What to expect in the first few weeks
A child’s poo will change a lot throughout their early life and can be a good indicator of wellbeing. Their first bowel movement is called meconium, and it’s a green-black colour, thick in texture and will happen very soon after birth. In the next 24 – 48 hours this changes to a brownish ‘transitional’ poo, then by day 3 – 4 it’ll change again to a loose mustard-yellow poo, which is typical for a breast fed infant. Occasionally it might look green or even orange, but this is usually nothing to worry about. If you notice your baby’s poo has blood in it or is persistently green, orange or a white-cream colour then it’s a good idea to speak with a health professional about it.
If you’re breast feeding your baby, they’ll usually poo at least once a day until about 4 weeks of age. As they get older, this can change – they could poo as frequently as every feed, or as little as every 7 – 10 days. Formula milk may take a little bit longer for babies to digest than breast milk, so if you’re feeding your baby formula, they’ll have slightly different bowel movements. They’ll typically poo every 1 – 2 days and it tends to be a bit firmer in texture.
Remember that every baby’s different and it’s totally normal for their poo patterns to change suddenly, especially when you introduce solids to their diet.
Constipation can be a common complaint in babies, but the signs are a bit different than they are in adults. Keep in mind, breast fed babies can poo as often as every feed, or as little as once every 10 days – and both are normal. Similarly, formula fed babies can poo as often as three times a day, or as little as once every second day. So the time between bowel motions or the frequency of them, generally isn’t going to be a great indicator of constipation.

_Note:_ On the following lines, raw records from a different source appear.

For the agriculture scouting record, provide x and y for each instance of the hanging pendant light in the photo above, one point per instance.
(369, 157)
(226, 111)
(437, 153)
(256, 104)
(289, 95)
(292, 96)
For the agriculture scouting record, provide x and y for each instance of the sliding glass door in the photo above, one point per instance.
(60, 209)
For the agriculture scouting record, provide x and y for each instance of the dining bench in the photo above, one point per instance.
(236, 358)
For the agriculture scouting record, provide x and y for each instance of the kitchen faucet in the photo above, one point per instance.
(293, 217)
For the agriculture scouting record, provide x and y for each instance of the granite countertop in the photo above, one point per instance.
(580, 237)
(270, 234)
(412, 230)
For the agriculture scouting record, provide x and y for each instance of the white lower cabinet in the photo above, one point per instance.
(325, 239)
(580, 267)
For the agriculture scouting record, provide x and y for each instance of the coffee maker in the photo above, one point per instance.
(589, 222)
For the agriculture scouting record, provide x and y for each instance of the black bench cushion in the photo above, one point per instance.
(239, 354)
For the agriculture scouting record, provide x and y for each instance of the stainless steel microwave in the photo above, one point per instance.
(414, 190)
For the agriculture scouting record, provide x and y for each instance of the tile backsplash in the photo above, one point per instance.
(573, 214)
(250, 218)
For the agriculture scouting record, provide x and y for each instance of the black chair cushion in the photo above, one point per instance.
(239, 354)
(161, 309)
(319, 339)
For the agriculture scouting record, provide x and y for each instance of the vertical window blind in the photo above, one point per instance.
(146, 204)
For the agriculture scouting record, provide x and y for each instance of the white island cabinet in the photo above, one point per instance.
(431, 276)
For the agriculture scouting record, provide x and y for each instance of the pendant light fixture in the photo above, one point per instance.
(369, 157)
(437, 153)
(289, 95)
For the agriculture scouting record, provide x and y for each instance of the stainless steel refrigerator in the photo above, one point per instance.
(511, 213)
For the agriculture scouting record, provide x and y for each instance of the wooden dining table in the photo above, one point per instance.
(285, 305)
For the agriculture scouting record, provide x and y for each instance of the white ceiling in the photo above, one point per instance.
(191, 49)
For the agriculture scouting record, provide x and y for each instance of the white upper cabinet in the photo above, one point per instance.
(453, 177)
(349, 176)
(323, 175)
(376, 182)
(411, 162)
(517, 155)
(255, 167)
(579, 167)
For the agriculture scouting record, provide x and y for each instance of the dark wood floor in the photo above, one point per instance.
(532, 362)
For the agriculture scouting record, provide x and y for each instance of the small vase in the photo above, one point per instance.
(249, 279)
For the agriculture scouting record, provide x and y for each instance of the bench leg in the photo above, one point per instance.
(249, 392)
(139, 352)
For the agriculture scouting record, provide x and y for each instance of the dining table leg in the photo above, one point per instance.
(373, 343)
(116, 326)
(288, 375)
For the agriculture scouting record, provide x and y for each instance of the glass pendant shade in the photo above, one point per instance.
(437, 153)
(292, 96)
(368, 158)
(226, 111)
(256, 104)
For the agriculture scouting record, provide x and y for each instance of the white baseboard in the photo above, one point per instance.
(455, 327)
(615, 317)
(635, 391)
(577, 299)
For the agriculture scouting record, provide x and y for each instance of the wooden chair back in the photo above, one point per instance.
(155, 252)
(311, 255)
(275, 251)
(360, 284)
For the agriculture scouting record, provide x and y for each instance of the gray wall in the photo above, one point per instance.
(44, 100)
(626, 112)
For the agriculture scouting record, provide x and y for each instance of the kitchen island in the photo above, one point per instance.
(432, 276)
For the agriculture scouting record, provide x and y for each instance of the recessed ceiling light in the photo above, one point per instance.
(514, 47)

What’s more important is the texture of your baby’s poo. If it’s hard, dry and pellet-like, it’s quite possible that they’re constipated. Even if your baby takes a lot of effort and strains to produce a poo, if it’s loose and soft, and they aren’t showing any signs of pain (like arching their back) while they’re doing it, they shouldn’t be constipated.
What to do if your baby’s constipated
If you have any concerns about your baby’s bowel motions, the best thing to do is speak to your health professional. At home, you can try giving your baby warm relaxing baths and gently massage their tummy. Continue to breast feed, and if the constipation persists, speak to a health professional.
If you are feeding your baby formula, here are a couple of things to check:
· Double check that the formula is being prepared correctly according to the manufacturer’s instructions. Formula that’s too concentrated and doesn’t have enough water can cause constipation.
· Some formulas contain prebiotics (a form of fibre) that help to support digestive function. If your formula doesn’t contain prebiotics then maybe consider changing to one that does.
Constipation can often happen when your baby’s introduced to solids – it’s just their system getting used to digesting whole food. You can make this transition easier by giving them plenty of plain water and including fruits and vegetables that are high in fibre as part of their early diet. Things like pureed peas, kiwifruit, pears, plums, peaches and apricots can work really well – just make sure you always give your baby the type of food that’s appropriate for their age (refer to the Ministry of Health’s resource ‘Starting Solids’) and that it is prepared in a suitable way for their developmental stage (for example soft, peeled, grated or cooked).
Some deeper reading
Ministry of Health. Food and Nutrition Guidelines for Healthy Pregnant and Breastfeeding Women – A Background Paper. 2006.
Ministry of Health. Constipation – constipation in babies. Accessed 10th December 2015.
Ministry of Health. Your baby’s bowel motions (poos). Accessed 10th December 2015.
National Health and Medical Research Council (2012) Infant Feeding Guidelines. Canberra: National Health and Medical Research Council.